Thanks to everyone who has joined the 'What Shows Where Debate' (see forums section). It's great to get your ideas, opinions and creative suggestions. We had a very productive away day with the board on Tuesday, looking at the 30 possible projects we have in the mix at the moment, and starting to get a sense of the overall shape of the year's work, if not of individual programming decisions. Lucy and I will be doing a lot of work over the next two months to hammer this input and all your thoughts into a killer first year of shows. Meanwhile, I'm trying to catch up on my reading - looking at examples of work by a range of Welsh writers - playwrights, poets and novelists. We will not only be commissioning plays and adaptations for next year, but also inviting writers to work with physical and site specific theatre companies, so there's a lot of different writing talent needed.
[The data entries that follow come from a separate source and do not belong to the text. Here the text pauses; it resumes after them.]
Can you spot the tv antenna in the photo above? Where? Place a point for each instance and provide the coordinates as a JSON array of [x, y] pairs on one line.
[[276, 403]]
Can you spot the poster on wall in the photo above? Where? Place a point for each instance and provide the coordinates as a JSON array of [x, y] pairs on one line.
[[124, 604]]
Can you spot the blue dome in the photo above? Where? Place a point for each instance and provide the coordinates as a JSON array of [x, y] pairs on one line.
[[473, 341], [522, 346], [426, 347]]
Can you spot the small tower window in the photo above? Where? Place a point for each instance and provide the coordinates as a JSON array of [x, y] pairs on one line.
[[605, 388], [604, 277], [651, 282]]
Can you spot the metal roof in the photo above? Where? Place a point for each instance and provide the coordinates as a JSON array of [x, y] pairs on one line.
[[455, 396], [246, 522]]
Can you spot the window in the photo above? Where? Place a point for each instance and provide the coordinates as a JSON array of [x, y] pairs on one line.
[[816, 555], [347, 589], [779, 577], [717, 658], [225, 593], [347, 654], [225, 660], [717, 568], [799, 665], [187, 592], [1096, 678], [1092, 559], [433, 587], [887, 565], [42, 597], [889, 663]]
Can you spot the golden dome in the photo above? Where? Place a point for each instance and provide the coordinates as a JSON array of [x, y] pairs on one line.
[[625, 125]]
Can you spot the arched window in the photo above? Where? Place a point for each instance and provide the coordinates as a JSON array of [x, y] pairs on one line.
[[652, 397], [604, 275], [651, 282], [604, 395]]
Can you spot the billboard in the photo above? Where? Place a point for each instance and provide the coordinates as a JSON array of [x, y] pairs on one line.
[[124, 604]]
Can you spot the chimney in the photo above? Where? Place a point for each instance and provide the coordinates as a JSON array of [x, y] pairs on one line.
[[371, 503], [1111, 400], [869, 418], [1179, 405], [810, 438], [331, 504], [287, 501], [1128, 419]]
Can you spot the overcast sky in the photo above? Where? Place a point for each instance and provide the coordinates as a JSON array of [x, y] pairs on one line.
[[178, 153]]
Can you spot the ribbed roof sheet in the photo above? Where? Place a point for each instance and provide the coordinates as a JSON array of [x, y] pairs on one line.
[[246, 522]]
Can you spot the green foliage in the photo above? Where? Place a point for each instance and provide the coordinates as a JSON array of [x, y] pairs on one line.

Everything has been a bit delayed this weekend though. I was in London for meetings, smugly enjoying good weather as news of Cardiff storms reached me. I got my comeuppance when I arrived home though as my apartment had been badly flooded - so much of Sunday has been taken up with buckets and mops and desperately trying to dry out some irreplaceable art and albums that have borne the worst of the damage. Moments like this remind you how important the personalised, hand-touched objects in life are, and how very replaceable much of the other stuff is. So, in a nutshell, my excuse for everything next week will be water damage - don't say you weren't warned.
While in London I led a workshop on solo performance for the Storm project - a collaboration between Lyric Hammersmith, Graeae (the disability-led theatre company) and Push (the initiative for new black theatre founded by Josette Bushell-Mingo). The week-long project looked like it was a big success, with 40 artists from very diverse backgrounds working together for the week and taking part in workshops run by people including Emma Rice of Kneehigh, David Farr of the RSC, and Scott Graham of Frantic Assembly and many others. The initiative was set up because the organisers felt that there were too few culturally diverse practitioners in the physical and visual theatre worlds, and that a really focused initiative was needed to turn this around. Similarly, for several years, Contact, the theatre I used to run in Manchester, collaborated with Nitro and Tara theatres to run a project called Live and Direct, which focussed on the development of black and Asian directors, at a time when there was an increasing diversity of actors and writers, but not of directors.
So - I have another question. Do we need a more culturally diverse theatre in Wales. And if so, can it be achieved by focused initiatives like Storm or Live and Direct?